Take these tips to save on gasoline
BY Staff and Wire Reports
Sunday, November 25, 2012
11/25/12 at 3:03 AM
As the Thanksgiving weekend draws to a close, travelers on their way home will be reaching deep into their pockets to pay for fuel that's at a record level for this holiday.
The national average last week was hovering above $3.40 a gallon for unleaded gasoline, 8 cents higher than a year earlier.
Americans are likely to spend a record amount for gas in 2012, experts say.
Tom Kloza of the Oil Price Information Service estimates that consumers will spend about $483 billion on fuel this year, eclipsing last year's record of $471 billion. And that's even as Americans use less gas by taking shorter trips or driving more fuel-efficient cars.
The Energy Department estimates that gas prices will average $3.64 a gallon this year after averaging a record $3.53 a gallon in 2011.
A number of things affect the price of gasoline. It starts with the price of oil, which can be impacted by everything from the strength, or weakness, of the global economy, to hurricanes or tensions in the Middle East.
"There's a different set of factors every day, but they keep coming around like a bad penny," Chuck Mai, a spokesman for travel club AAA, said recently.
Crude oil is turned into gasoline and other products at refineries, which are another factor in the market. The U.S. has about half the number of refineries it did 30 years ago. When one goes down due to a fire or unplanned maintenance, it can lead to a shortage of gasoline, which sends prices higher.
All of these factors have come into play in a big way this year. That's why prices haven't just been high - they've been on a roller coaster. There have been four separate swings of at least 40 cents - two higher and two lower.
Even though gasoline was at an all-time high for a Thanksgiving weekend this year, it still was down 44 cents from mid-September, when prices spiked as some refineries had problems and worries intensified about Iran's nuclear program.
Consumers in Oklahoma have been shielded from the full brunt of the increases. Typically, Oklahoma ranks among the five cheapest states for gasoline, as measured by AAA. For example, while the U.S. average last Wednesday was $3.43 a gallon, many convenience stores in the Tulsa area were charging $2.99.
Still, $3 a gallon for fuel puts a pinch on many drivers. And it was just September in Tulsa when the price hit $3.69.
There are two ways you can cut your gas tab, at least a little: Use less of it, and pay less for what you use.
Experts recommend leaving behind what you don't need. An extra 100 pounds reduces fuel economy by up to 2 percent, according to the Energy Department.
Also, don't leave your car idling - it can use up to a half gallon of fuel per hour. And slow down. Fuel economy gets worse quickly at speeds over 50 miles per hour. Each 5 mph over 50 is like paying an extra 24 cents per gallon, the Energy Department says.
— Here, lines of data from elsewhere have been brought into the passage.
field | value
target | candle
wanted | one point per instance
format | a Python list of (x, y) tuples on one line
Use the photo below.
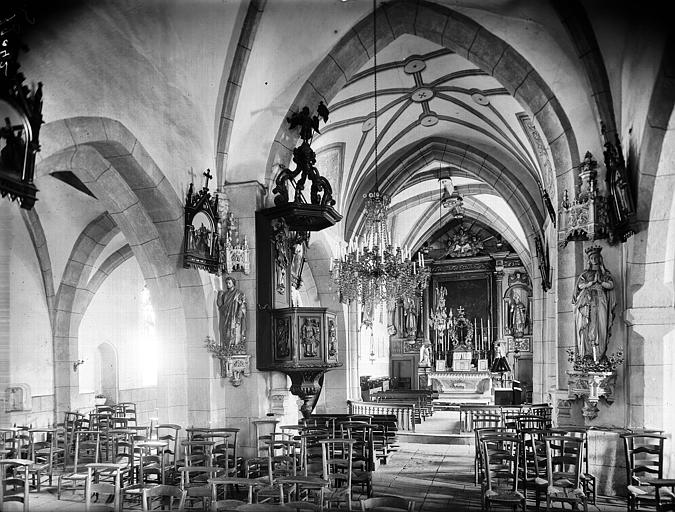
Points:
[(481, 332)]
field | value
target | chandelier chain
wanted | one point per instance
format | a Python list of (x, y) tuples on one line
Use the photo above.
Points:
[(377, 181)]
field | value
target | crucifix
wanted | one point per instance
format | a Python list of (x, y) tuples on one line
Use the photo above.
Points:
[(208, 177), (192, 175)]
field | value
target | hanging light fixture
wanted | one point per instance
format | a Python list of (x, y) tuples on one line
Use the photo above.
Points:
[(371, 269)]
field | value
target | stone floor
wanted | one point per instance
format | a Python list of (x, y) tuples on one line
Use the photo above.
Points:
[(438, 477)]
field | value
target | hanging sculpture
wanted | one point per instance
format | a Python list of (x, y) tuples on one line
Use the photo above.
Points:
[(321, 192), (621, 205), (20, 114), (211, 239)]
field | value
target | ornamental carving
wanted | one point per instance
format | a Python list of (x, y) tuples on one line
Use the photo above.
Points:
[(585, 217), (464, 244)]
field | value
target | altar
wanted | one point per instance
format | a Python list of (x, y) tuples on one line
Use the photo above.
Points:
[(462, 387)]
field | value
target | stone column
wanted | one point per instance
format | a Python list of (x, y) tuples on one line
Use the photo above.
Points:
[(5, 254), (227, 404)]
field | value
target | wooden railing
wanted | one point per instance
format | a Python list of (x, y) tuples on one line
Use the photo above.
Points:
[(405, 413), (422, 399), (467, 411)]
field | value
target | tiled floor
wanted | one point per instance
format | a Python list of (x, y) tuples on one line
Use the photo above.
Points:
[(439, 477)]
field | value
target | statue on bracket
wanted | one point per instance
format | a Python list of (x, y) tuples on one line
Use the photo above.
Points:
[(594, 302), (517, 306), (231, 304), (463, 244), (231, 351)]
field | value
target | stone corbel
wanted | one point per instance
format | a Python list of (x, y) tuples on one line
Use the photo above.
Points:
[(590, 387), (234, 367), (278, 399)]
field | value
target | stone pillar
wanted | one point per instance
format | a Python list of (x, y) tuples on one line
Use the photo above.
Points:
[(5, 254), (253, 399)]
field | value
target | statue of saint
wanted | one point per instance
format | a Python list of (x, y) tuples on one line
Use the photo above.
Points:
[(518, 316), (309, 336), (594, 302), (425, 354), (231, 304)]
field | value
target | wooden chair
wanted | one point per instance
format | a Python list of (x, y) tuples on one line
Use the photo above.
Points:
[(644, 463), (167, 495), (479, 421), (170, 432), (533, 466), (14, 485), (337, 470), (501, 458), (194, 481), (363, 463), (100, 492), (389, 503), (87, 450), (664, 491), (564, 463), (43, 452), (587, 478), (219, 498)]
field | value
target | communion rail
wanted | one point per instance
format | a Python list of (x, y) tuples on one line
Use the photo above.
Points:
[(405, 413)]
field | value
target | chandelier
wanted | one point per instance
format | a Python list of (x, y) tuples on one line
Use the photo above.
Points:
[(373, 270)]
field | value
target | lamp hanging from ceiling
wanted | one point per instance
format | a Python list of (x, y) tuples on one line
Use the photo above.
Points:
[(371, 269)]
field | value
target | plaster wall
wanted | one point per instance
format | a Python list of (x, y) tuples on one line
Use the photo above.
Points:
[(30, 353), (95, 57), (116, 316)]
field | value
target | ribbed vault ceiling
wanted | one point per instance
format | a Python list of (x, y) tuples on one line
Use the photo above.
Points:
[(429, 93)]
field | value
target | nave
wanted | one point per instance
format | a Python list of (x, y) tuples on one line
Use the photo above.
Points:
[(438, 478)]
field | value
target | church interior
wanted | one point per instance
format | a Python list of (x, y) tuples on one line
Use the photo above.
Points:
[(236, 214)]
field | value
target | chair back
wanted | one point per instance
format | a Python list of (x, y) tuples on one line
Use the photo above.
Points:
[(564, 460), (171, 496), (393, 503), (337, 456), (14, 482), (501, 459), (644, 457), (103, 489), (531, 422)]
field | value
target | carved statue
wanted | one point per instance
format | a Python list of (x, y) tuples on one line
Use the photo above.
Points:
[(321, 192), (463, 244), (594, 302), (298, 243), (517, 315), (309, 337), (425, 354), (231, 304)]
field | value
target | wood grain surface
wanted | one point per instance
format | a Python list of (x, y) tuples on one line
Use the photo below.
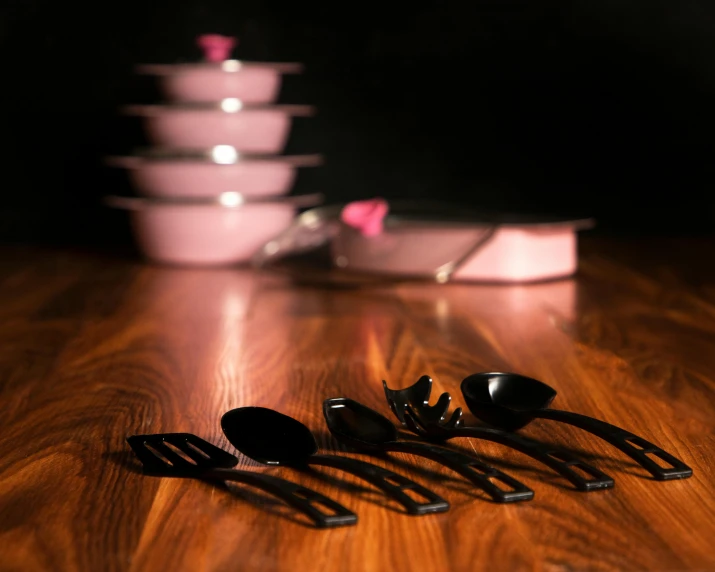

Your computer or smartphone can help you find cheaper gas while you drive, thanks to services such as GasBuddy.com. The service, which can be accessed on a smartphone application or on the Internet, reports gasoline prices at nearby stations. GasBuddy.com, which has 8.4 million users, gets its price information from users who enter fuel prices into the app after seeing them while driving by or filling up.
Users post prices to help other drivers, according to GasBuddy.com's Patrick DeHaan, and those who contribute can become eligible to win a $250 gas card. DeHaan says that 70,000 users supply data daily.
Be aware that sometimes, especially in rural areas, the price given might be a few days old. And don't get too obsessed about saving a penny or two a gallon - you might burn up your savings by driving an extra distance to find the cheaper gas.
Here's an example. A driver of a car that gets the national average of 23 miles per gallon notices that a station five miles from the one he's near is 10 cents a gallon cheaper. Sounds good, right? But the driver would save only $1 if he bought 10 gallons there, and he would burn 74 cents worth of fuel. Total savings: 26 cents.
DeHaan's rule of thumb: a driver must be saving at least five cents per gallon for every mile they drive out of their way to make it worthwhile.
Fuel-saving tips from AAA
Gas: Only use premium if your owner's manual says you should. Also, don't "top off" when filling your tank. Most of that fuel either remains in the hose or evaporates.
Tires: Surveys show that one out of every four cars on the road today has at least one extremely low tire. Check your owner's manual or the sticker in your glove compartment or on a door jamb for recommended tire pressures. Do not go by what is on the tire; that's the maximum.
Air filter: If it's dirty, buy a new one. This can increase your gas mileage by up to 10 percent.
Engine: Old, dirty spark plugs can reduce fuel economy by 30 percent.
Reduce your miles: If you have to drive far to do your shopping, make sure you purchase everything you might need for several days. Cold engines use more fuel than warm ones.
Drive efficiently: Stay within posted speed limits; avoid rush-hour driving; stop aggressive driving; and avoid unnecessary idling.
Lighten your load: Take unnecessary weight out of trunks, pickup beds and back seats. Every extra 100 pounds can cost you a mile per gallon.
Tulsa World Business Editor John Stancavage contributed to this story by The Associated Press.